Home » Rubrik Khusus » Winda's Scriptease » Baik Ada Maunya

Baik Ada Maunya

“Hallo? Win, ini saya si A teman kamu SMP dan SMA. Inget kaaaaannn..? Apa kabar? Sekarang tinggal dimana? Ketemuan yuk? Lama banget kita tidak bertemu? Kapan-kapan reuni?” Dasar seseorang yang hatinya ‘baik’ seperti saya,…ciyeee…. Tidak ada pikiran apa-apa, hingga pada akhirnya saya tertipu sejumlah uang oleh teman sendiri. Ada Beberapa kali. Saya ikhlaskan, buat pelajaran di kehidupan. Kalau diingat terus kan terbawa kesal, nanti wajah saya berubah seperti mak lampir saking tiap saat gondok. Dampaknya kalau ada orang menilpon dan mengajak reuni, meuni sok akrab pisaaaaan, jadi WASPADA. Padahal jaman dulu saya nggak merasa akrab sama sekali? Saya intip profesinya di sosial media: eng-ing-eng. Tebak apa? Pastinya bukan konglomerat yang mau mengajak makan di hotel bintang lima! Jauh! hehe…

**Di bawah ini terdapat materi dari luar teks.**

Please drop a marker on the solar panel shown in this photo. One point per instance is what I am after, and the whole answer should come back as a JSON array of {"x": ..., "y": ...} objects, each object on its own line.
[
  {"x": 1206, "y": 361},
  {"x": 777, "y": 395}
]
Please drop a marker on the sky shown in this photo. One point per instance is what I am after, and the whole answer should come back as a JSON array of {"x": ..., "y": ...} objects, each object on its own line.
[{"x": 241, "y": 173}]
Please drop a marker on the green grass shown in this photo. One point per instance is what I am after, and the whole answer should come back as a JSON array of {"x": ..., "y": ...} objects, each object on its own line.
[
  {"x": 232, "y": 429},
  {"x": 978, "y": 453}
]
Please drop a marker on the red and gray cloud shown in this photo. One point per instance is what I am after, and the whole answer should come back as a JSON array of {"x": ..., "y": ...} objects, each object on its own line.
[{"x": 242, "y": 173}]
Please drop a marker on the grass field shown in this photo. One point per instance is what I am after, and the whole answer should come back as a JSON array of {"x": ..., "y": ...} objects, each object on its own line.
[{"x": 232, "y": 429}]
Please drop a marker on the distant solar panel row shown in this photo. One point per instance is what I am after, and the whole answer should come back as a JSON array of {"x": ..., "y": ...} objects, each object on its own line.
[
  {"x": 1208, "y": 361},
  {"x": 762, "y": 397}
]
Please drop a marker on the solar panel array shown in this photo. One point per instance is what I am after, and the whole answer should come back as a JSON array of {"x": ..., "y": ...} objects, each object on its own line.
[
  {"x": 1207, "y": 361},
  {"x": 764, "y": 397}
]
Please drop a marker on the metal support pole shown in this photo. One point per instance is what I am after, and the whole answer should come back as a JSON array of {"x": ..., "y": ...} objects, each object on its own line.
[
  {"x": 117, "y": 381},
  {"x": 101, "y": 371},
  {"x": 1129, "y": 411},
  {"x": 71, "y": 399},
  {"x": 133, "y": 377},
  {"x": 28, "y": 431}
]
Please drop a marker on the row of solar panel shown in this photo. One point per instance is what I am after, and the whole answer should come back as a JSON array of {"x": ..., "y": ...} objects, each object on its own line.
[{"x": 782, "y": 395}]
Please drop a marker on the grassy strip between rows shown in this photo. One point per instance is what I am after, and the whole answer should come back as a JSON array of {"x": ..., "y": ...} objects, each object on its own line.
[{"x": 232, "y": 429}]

Barusan juga ada pesan singkat masuk ke inbox dari temen cowo, “Win, add BB saya. Nih nomernya!” Dalam hati saya udah mikir, dia ini kurang ajar. Sudi amat gue add BB elu. Gue inget siapa elu dan kelakuan elu waktu kuliah! As I said don’t mess-up with me. Saya jarang lupa teman-teman. Saya ingat semua, termasuk perilaku yang bersangkutan. Saya jawab, “Sorry saya nggak make BB.” Memang saya sudah lama tidak suka pakai aplikasi BB, hanya sempat pakai sebentar HANG terus. Kapok. Dijawab oleh yang bersangkutan, “Wah jaman sekarang nggak pake BB? Payah betullll, kasih nomer HP kamu aja deh ya!” Ujarnya! Dalam hati saya membathin, Sengaja supaya gak urusan dengan orang-orang kayak you! Terus saya jawab, “Ok, ini nomer HP saya. Tapi maaf sering silent juga. Sip ya!”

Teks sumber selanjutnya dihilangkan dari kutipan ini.